Or elle se trompait. Car s'il est vrai que Quitterie a bien à porter la voix des jeunes, ce n'est pas parmi les jeunes, mais bien dans le grand bain du mouvement tout entier. C'est ce qui apparut quelques mois plus tard à l'occasion de la campagne présidentielle, où elle anima l'élan spontané des blogs bayrouistes avec le charisme que l'on sait, avec aussi une finesse d'analyse et une clairvoyance qui l'ont fait remarquer à l'intérieur du mouvement comme à l'extérieur.

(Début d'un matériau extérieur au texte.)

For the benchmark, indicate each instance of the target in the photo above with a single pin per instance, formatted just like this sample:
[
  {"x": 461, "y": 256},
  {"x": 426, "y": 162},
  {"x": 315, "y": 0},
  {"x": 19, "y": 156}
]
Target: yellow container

Sans doute se fit-elle trop remarquer, puisqu'on tenta de l'écarter du chemin qui était pour elle le plus naturel. Double méprise, erreur, erreur d'ailleurs sanctionnée et donc réparée depuis, François Bayrou ayant jugé nécessaire de la désigner déléguée nationale du Mouvement Démocrate et Marielle ayant choisi de s'appuyer sur elle pour la préparation des élections européennes.

La voici donc, intronisée par la rumeur publique tête de l'une des huit listes démocrates pour les élections de juin prochain.

Elle a pour atouts sa jeunesse, qui est nécessaire à l'image de Bayrou, son charisme, son talent politique déjà démontré.

De toute évidence, sans elle parmi les huit, la campagne européenne manquerait de ce supplément de lumière qui a élevé la campagne  présidentielle de Bayrou au-dessus de toutes celles que l'UDF avait faites depuis 1998. Sans Quitterie, la campagne serait forcément un échec et tous le savent.

Reste maintenant à organiser la bataille électorale, chacun à sa place.

Commentaires

Sur ce blog, je croyais lire les articles d'un hommes sous le charme d'une jolie fille, je lis en fait les articles d'un citoyen sous le charme d'une leader politique !
Bravo de cet article qui m'éclaire à la fois sur Quitterie et sur Hervé.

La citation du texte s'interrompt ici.